I believe that this is not true. Let $X$ and $Y$ be uniform on $[0,1]$, let $\mu$ be the measure associated to $X$ and $\nu$ be the measure associated to $Y$. Fix $n \in \mathbb{N}$ and consider the function $$ \begin{align} f(x,y) = n(t+1) \sum_{k=0}^{n-1} {\bf 1} \left[\frac{k}{n} \leq x,y \leq \frac{k+1}{n} \right]. \end{align} $$ This function is $0$ everywhere except on the squares of size $1/n$ along the diagonal.

Then $\mathbb{P}(f(x,y) > t|Y) = 1/n $, $\nu$ a.s., but $\mathbb{E} \left[ f(X,Y) | X \right] = t+1$, $\mu$ a.s.
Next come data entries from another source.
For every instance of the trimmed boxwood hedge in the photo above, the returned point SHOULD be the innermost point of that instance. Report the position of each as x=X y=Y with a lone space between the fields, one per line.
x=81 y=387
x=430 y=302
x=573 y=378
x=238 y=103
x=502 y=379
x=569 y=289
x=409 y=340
Here's why your answer doesn't work. You have $A = \left\{ (x,y) : f(x,y) < t \right\}$. Let $A_y = \left\{ x : f(x,y) < t \right\}$. Your hypothesis is that $\mu(A_y) \geq 1 - \delta$ a.s. with respect to $\nu$. Your event $B$ is $\left \{ x : \int f(x,y) d\nu(y) < t \right \}$. It is not true that for a particular $y$ the random set $A_y$ contain $B$. It is true that $B$ is contained in $\cup_y A_y$ but this is an uncountable union. So you can't say anything about $\mu(A)$ from knowing $\mu(A_y)$ for $y$ a.s with respect to $\nu$.